The relationship between how satisfied a person is with their job and their actual job performance is open to discussion and debate. You see, it's hard to correlate those two aspects primarily because when people are asked if they get job satisfaction from working at ABC Company, a certain percentage will say yes just because they think if they say no, there could be a negative consequence. After all, if you tell your boss you are not satisfied with your job, what if his reply is 'Then I guess you better leave'? Thus, while we understand there is a correlation between satisfaction and performance, it's hard to definitively nail it down without some sort of survey error being present.

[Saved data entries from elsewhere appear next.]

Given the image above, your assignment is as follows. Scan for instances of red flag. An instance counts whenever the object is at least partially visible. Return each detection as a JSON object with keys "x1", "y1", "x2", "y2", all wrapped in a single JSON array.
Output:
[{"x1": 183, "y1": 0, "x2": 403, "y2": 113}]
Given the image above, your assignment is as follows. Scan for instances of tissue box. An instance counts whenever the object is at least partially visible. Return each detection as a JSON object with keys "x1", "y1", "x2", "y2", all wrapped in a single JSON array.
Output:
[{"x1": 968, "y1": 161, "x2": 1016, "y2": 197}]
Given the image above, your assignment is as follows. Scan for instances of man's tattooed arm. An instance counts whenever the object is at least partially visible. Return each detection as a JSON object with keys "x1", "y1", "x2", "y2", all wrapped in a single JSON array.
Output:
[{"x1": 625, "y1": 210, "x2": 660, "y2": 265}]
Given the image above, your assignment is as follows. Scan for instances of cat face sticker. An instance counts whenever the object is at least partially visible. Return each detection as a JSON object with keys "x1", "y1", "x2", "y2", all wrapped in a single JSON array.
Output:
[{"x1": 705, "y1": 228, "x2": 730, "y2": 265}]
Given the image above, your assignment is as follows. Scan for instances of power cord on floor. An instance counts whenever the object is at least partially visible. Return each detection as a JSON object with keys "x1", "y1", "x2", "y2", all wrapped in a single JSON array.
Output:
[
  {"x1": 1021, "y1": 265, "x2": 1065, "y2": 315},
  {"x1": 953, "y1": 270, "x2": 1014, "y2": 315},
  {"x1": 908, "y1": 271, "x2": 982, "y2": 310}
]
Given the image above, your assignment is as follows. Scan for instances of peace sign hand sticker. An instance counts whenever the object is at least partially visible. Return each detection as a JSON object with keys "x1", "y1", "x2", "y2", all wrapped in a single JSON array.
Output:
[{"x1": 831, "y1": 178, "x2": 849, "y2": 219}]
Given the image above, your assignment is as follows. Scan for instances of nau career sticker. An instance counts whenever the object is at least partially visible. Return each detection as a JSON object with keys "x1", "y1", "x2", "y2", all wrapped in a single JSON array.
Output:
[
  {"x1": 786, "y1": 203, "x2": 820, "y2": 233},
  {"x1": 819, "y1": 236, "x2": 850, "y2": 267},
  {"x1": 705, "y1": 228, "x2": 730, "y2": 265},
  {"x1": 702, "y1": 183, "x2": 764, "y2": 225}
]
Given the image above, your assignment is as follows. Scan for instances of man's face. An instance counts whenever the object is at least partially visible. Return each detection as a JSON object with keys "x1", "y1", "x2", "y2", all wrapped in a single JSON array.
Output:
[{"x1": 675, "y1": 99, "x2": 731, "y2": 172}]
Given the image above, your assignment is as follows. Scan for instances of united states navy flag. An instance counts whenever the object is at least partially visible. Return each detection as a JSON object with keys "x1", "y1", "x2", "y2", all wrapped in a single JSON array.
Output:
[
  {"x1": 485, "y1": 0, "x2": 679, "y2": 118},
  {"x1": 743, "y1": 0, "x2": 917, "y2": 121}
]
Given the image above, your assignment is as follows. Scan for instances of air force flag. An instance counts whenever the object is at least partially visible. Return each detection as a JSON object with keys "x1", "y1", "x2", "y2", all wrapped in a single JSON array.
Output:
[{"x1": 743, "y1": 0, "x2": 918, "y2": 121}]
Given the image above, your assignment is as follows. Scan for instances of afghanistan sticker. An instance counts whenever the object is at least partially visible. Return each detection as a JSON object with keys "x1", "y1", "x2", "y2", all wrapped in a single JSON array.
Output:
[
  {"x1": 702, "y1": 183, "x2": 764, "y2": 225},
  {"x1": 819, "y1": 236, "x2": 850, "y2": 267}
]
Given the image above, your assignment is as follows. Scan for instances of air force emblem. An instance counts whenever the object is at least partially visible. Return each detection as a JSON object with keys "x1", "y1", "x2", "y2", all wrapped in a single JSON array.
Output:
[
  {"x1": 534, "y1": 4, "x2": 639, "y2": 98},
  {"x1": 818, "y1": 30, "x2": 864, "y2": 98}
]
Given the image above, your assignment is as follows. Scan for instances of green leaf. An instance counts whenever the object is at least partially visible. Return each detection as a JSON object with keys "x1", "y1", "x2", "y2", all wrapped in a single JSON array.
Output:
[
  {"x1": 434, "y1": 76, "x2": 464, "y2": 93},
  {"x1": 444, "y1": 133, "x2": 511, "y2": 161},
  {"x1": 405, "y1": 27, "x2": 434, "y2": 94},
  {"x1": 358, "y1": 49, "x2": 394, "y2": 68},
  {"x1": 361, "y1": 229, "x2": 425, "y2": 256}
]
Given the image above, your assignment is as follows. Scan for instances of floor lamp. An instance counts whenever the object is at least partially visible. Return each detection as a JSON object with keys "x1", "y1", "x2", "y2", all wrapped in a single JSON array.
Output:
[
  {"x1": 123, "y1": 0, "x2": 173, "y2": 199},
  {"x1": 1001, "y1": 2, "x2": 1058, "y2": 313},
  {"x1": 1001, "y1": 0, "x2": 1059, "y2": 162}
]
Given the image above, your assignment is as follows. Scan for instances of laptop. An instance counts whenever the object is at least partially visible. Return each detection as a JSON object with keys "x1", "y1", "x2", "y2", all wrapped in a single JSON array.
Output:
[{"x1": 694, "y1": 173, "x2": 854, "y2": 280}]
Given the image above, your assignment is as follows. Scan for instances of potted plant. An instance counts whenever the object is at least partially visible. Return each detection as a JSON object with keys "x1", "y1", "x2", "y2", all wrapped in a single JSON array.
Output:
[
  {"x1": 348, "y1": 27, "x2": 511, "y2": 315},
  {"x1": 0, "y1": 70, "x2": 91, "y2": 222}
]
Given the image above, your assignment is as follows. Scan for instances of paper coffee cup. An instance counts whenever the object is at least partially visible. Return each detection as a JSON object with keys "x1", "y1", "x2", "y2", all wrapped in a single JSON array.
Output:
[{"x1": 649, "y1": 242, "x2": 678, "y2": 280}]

One thing is certain: There are two basic views of satisfaction and performance, and they are inverted to one another. One believes that satisfaction leads to performance, while the other believes performance leads to satisfaction. In effect, we are saying if someone is happy with their job they will perform better, but in order to be satisfied, they have to perform in their job to get that satisfaction. It is somewhat of a revolving door, and again, it is hard to distinguish between whether satisfaction drives performance or if performance drives satisfaction.

Regardless of your viewpoint, it does not take a lot of thought to realize that if someone has a high level of job satisfaction, they will probably have a high level of performance. On the other hand, if someone is not satisfied with their job, they probably will not have the same high level of performance.